Say I have a regression with 3 independent variables and I decide to introduce a 4th variable and rerun the regression.
A previous post states that the coefficient on an original variable will change when the new variable is correlated with that original variable AND when the new variable is correlated with the response. (Does adding more variables into a multivariable regression change coefficients of existing variables?)

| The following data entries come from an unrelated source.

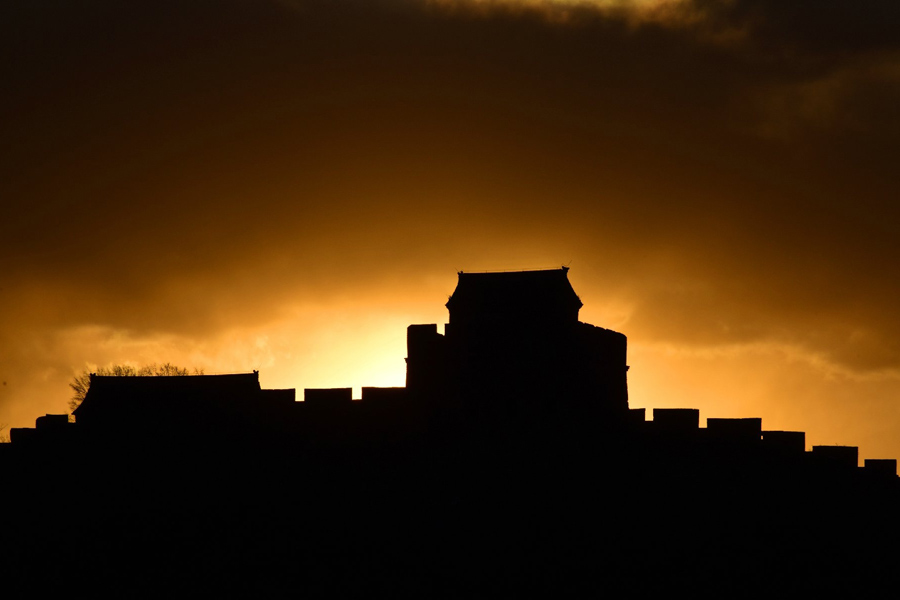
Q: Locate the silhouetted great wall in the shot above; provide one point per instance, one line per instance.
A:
(510, 462)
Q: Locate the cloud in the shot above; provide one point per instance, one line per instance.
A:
(720, 172)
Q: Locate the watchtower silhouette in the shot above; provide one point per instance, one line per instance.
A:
(514, 349)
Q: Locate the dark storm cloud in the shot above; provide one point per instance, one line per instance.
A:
(176, 166)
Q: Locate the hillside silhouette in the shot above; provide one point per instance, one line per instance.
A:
(510, 463)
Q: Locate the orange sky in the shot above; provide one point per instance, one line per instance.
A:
(285, 185)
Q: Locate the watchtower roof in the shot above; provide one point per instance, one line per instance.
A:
(543, 291)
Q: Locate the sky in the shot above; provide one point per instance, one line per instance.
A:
(285, 185)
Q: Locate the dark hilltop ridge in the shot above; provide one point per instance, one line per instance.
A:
(510, 463)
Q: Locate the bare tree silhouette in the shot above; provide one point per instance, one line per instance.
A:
(81, 383)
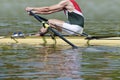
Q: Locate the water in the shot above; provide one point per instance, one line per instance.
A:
(45, 63)
(21, 62)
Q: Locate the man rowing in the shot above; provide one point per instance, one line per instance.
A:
(71, 9)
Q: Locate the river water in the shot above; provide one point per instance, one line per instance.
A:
(24, 62)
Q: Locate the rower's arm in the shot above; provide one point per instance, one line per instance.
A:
(50, 9)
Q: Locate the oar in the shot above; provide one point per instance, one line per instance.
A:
(42, 20)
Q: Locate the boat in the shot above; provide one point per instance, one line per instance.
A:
(76, 40)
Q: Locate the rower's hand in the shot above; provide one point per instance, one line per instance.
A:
(28, 9)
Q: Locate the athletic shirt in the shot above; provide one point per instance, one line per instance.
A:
(76, 16)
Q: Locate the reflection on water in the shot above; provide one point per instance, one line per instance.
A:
(47, 63)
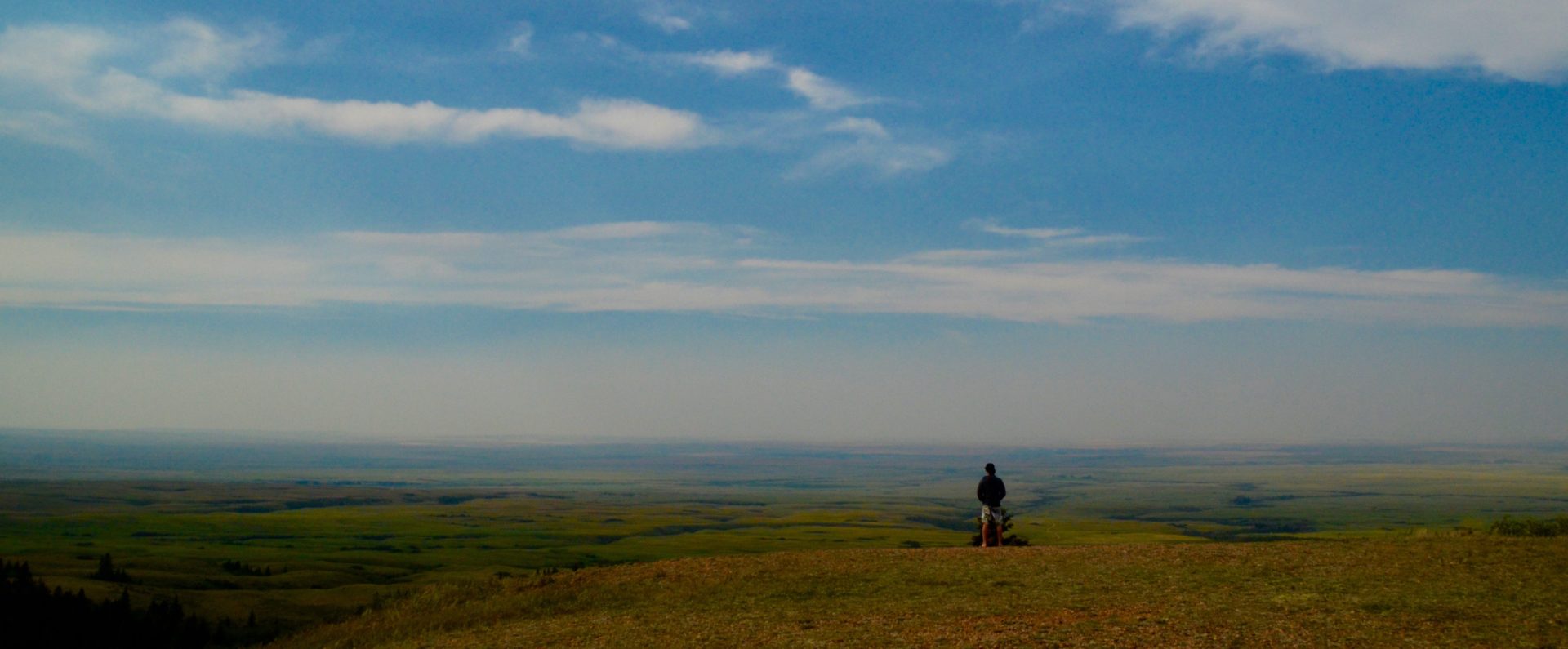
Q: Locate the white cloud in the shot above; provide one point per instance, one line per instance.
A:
(521, 41)
(44, 129)
(884, 157)
(729, 63)
(69, 64)
(195, 49)
(864, 127)
(666, 22)
(1509, 38)
(819, 91)
(1058, 236)
(666, 267)
(822, 93)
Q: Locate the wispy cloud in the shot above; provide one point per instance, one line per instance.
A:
(729, 63)
(822, 93)
(819, 91)
(666, 20)
(1056, 236)
(1508, 38)
(670, 267)
(521, 39)
(78, 68)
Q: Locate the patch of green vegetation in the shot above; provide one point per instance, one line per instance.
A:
(300, 546)
(1361, 593)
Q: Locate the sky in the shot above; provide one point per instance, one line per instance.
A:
(996, 223)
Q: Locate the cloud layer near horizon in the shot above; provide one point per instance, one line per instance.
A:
(670, 267)
(1520, 39)
(102, 73)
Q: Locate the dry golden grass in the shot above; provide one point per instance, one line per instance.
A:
(1424, 591)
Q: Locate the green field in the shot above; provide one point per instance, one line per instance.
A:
(1365, 593)
(308, 531)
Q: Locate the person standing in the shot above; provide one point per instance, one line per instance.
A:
(991, 492)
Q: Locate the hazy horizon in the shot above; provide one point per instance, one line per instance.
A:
(1013, 223)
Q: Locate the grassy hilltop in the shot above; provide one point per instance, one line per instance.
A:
(296, 533)
(1418, 591)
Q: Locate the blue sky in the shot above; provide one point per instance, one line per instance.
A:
(1125, 221)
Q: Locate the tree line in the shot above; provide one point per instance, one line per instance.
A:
(33, 615)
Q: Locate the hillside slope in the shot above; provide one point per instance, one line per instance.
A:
(1437, 591)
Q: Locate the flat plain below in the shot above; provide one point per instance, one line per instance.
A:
(1429, 591)
(310, 531)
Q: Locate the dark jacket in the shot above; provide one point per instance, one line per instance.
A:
(991, 491)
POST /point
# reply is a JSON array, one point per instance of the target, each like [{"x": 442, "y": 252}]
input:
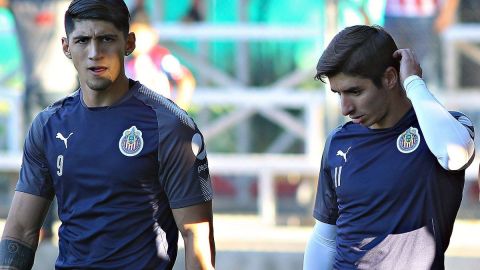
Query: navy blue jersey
[
  {"x": 117, "y": 172},
  {"x": 393, "y": 204}
]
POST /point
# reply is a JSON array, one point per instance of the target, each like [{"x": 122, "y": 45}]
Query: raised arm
[
  {"x": 196, "y": 226},
  {"x": 20, "y": 235},
  {"x": 448, "y": 138}
]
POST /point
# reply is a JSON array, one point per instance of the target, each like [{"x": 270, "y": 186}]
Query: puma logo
[
  {"x": 60, "y": 136},
  {"x": 342, "y": 154}
]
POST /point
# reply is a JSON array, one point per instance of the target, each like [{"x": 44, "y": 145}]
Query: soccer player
[
  {"x": 128, "y": 167},
  {"x": 391, "y": 179}
]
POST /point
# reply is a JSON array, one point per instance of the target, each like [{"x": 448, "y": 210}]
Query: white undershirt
[{"x": 446, "y": 137}]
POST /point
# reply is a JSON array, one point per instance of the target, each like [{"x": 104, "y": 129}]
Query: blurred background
[{"x": 244, "y": 69}]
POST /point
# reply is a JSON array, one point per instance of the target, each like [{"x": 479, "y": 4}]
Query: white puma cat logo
[
  {"x": 342, "y": 154},
  {"x": 60, "y": 136}
]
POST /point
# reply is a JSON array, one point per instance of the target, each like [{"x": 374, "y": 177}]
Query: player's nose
[{"x": 346, "y": 105}]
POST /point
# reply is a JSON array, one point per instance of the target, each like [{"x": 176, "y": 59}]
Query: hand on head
[{"x": 408, "y": 63}]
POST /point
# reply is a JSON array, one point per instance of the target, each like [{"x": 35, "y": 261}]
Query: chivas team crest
[
  {"x": 408, "y": 141},
  {"x": 131, "y": 142}
]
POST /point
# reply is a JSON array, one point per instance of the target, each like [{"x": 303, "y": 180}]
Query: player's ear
[
  {"x": 130, "y": 44},
  {"x": 390, "y": 78},
  {"x": 66, "y": 48}
]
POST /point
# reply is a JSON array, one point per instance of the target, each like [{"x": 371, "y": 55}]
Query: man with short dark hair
[
  {"x": 391, "y": 179},
  {"x": 128, "y": 166}
]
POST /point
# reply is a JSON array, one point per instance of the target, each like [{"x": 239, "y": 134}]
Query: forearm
[
  {"x": 321, "y": 247},
  {"x": 199, "y": 247},
  {"x": 445, "y": 136},
  {"x": 16, "y": 254}
]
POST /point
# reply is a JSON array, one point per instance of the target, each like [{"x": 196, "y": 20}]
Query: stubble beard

How do we show that mathematically?
What I know: Let's say the original model was assumed to be $E[Y]=X\beta$ and the new model is assumed to be $E[Y]=X\beta + Z\gamma$, where the new data matrix $(X,Z)$ has full rank. Then the new vector of OLS coefficient estimates is:
$$\begin{bmatrix}\hat{\gamma}\\\hat{\beta}_{NEW}\end{bmatrix}=\begin{bmatrix}(Z^T(I-P_x)Z)^{-1}Z^T(I-P_x)Y\\\hat{\beta}_{OLD}-(X^TX)^{-1}X^TZ\hat{\gamma}\end{bmatrix}$$
where $I-P_x=I-X(X^TX)^{-1}X^T$ is the projection matrix onto the subspace orthogonal to the column space of X. This implies that the original coefficients will not change when either:
- The columns of X are orthogonal to the columns of Z ($X^TZ=0$). When there is an intercept, this implies the columns of $Z$ are centered and therefore the columns of X and Z are uncorrelated.
- The columns of Z are orthogonal to the residuals from the regression of Y on X. ($Z^T(I-P_x)Y=0$)
But how to you get to the answer linked above?